Tracks that do not receive detections for more than max_age frames are considered inactive and are removed from the tracking process.
Increasing max_age allows tracks to persist longer without updates, which can be helpful in scenarios where objects may momentarily disappear from the scene and then reappear.
min_hits:
This parameter specifies the minimum number of hits required to establish a track for an object.
When an object is first detected, it needs to receive detections in consecutive frames at least min_hits times to be considered a valid track.
Setting a higher value for min_hits can help filter out false positives and ensure that only reliably detected objects are tracked.
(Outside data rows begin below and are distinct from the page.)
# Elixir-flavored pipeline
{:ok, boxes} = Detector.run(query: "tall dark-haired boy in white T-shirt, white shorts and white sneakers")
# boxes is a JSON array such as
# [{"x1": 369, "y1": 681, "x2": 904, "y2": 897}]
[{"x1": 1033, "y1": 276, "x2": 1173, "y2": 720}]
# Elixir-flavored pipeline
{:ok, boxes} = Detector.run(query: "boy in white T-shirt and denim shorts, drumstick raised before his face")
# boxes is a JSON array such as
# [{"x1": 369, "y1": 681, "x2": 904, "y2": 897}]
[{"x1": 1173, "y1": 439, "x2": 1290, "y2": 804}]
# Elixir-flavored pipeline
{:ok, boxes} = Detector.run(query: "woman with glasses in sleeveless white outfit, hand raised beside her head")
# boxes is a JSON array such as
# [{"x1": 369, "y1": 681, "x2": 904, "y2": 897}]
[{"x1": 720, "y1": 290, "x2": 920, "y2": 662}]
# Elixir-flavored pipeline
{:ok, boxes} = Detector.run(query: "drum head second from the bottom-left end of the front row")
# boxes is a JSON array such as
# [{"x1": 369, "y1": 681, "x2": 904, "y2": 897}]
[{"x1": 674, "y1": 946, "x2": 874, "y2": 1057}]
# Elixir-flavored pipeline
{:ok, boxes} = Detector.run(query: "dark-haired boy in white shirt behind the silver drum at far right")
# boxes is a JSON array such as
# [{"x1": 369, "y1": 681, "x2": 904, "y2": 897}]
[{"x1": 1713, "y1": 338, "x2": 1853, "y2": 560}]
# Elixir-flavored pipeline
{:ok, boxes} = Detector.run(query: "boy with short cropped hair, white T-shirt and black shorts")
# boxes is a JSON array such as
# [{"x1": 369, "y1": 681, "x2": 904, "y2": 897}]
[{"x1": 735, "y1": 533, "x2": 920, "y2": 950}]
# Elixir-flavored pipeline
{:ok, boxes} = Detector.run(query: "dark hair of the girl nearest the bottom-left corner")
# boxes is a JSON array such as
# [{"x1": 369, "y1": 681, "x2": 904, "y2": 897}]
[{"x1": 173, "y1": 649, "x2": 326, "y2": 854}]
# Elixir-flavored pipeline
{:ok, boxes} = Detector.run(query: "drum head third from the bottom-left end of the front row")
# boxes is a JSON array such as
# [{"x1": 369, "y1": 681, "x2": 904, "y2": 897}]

IoU Threshold (Intersection over Union Threshold):
Imagine two boxes: one representing a detection from YOLO, and the other representing a track maintained by the SORT tracker.
IoU measures how much these two boxes overlap. It's the ratio of the area of overlap between the boxes to the area of union.
The IoU threshold determines how much overlap is required for the tracker to associate a detection with an existing track.
If the IoU between a detection and a track exceeds the threshold, the tracker considers them as the same object.
A lower IoU threshold means even slight overlap is enough for association, potentially leading to more matches but also more false positives.
A higher IoU threshold requires more significant overlap, reducing false associations but potentially missing some valid matches.
Raising the iou_threshold requires a stricter overlap between detections and tracks, reducing the likelihood of false associations but potentially leading to more missed detections.
In summary, max_age controls the lifespan of tracks, min_hits determines the reliability of detections required to establish a track, and iou_threshold governs the association between detections and existing tracks based on their spatial overlap. Adjusting these parameters allows for fine-tuning the performance of the tracker based on specific tracking requirements and characteristics of the input data.